Strom aus Urin: Info

Recyclingtoilette: Strom aus Urin als günstige Alternative zu Elektrizitätsgewinnung?

Jenseits von Atmo- und Stratosphäre sind wir nicht nur um einiges leichter als unser irdisches Ich, sondern sind darüber hinaus auch weitaus experimentierfreudiger in puncto Urin. Richtig gelesen – es geht um das gelbe Gold. Während die Überreste unseres Flüssigkeitenhaushalts auf Erden noch großteils ungenutzt in Kläranlagen gefiltert werden, wird Urin auf Weltraummissionen recycelt. Doch auch auf Erden tut sich derzeit einiges in Sachen Wiederverwertung: Das Konzept „Strom aus Urin“. Forscher arbeiten zurzeit daran, aus dem gelben Gold Elektrizität zu schaffen.

 

Strom aus Urin gleich erhöhte Sicherheit

Fest steht: Urin ist mehr als ein Konzentrat aus Harnstoff und Wasser. Das wissen auch die Wissenschaftler der University of the West of England. Sie beschäftigen sich derzeit mit der Weiterverwendung von menschlichem Urin – das Ergebnis: eine Toilette, die Harn in elektrische Energie umwandeln kann. Wohl einer inneren Eingebung aus britischem Humor und Forschergeist folgend wurde deren Prototyp vor einer Studenten-Kneipe entwickelt. Die Elektrizität, die das Toilettenhäuschen produziert, erleuchtet selbiges nun. Dabei denkt man in Großbritannien bereits weiter: Möglich wäre etwa der Einsatz der Technologie „Strom aus Urin“ in Flüchtlingscamps.
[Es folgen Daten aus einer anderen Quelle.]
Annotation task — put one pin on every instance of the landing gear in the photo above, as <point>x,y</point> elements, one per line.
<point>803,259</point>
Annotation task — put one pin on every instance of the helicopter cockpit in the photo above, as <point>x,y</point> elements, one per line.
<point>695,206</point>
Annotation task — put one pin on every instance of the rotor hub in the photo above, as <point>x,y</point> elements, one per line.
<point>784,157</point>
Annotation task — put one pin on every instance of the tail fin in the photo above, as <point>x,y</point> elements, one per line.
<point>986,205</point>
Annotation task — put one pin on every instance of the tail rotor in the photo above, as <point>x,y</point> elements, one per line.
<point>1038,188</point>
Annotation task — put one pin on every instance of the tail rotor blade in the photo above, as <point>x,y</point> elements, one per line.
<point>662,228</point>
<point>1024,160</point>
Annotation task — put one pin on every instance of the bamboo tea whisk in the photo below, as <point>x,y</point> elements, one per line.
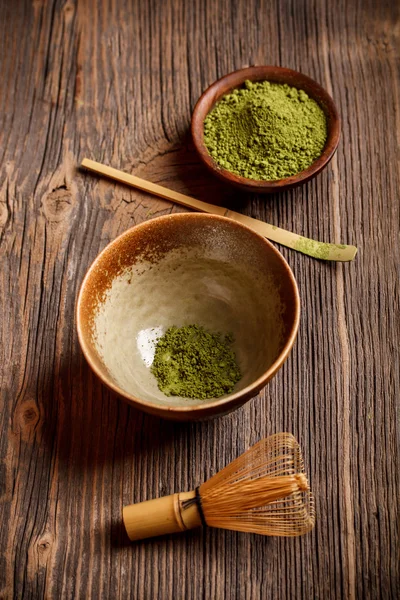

Diese verfügen zumeist nicht über Elektrizität und könnten dank der Energie aus Urin deutlich sicherer für ihre Bewohner werden.

 

Simple Technik, große Wirkung

Dabei funktioniert das zum Einsatz kommende System recht simpel: Die Toilette ist mit sogenannten mikrobiellen Brennstoffzellen ausgestattet – basierend auf einem mikrobiellen Metabolismus. Die in den Zellen enthaltenen Bakterien lösen verschiedene Nährstoffe aus dem Urin und produzieren so ganz nebenbei auch Elektrizität. Darüber hinaus sind mikrobielle Brennstoffzellen sehr günstig – pro Einheit fallen in der Produktion lediglich 1,40 Euro an. Für ein Toilettenhäuschen nach Art des aktuellen Prototyps würden also rund 850 Euro fällig werden. Strom aus Urin könnte bei erfolgreichem Projektabschluss also viel mehr sein als ein ulkiges Experiment – er könnte das Leben vieler Menschen nachhaltig verbessern und einen großen Teil zum Umweltschutz beitragen.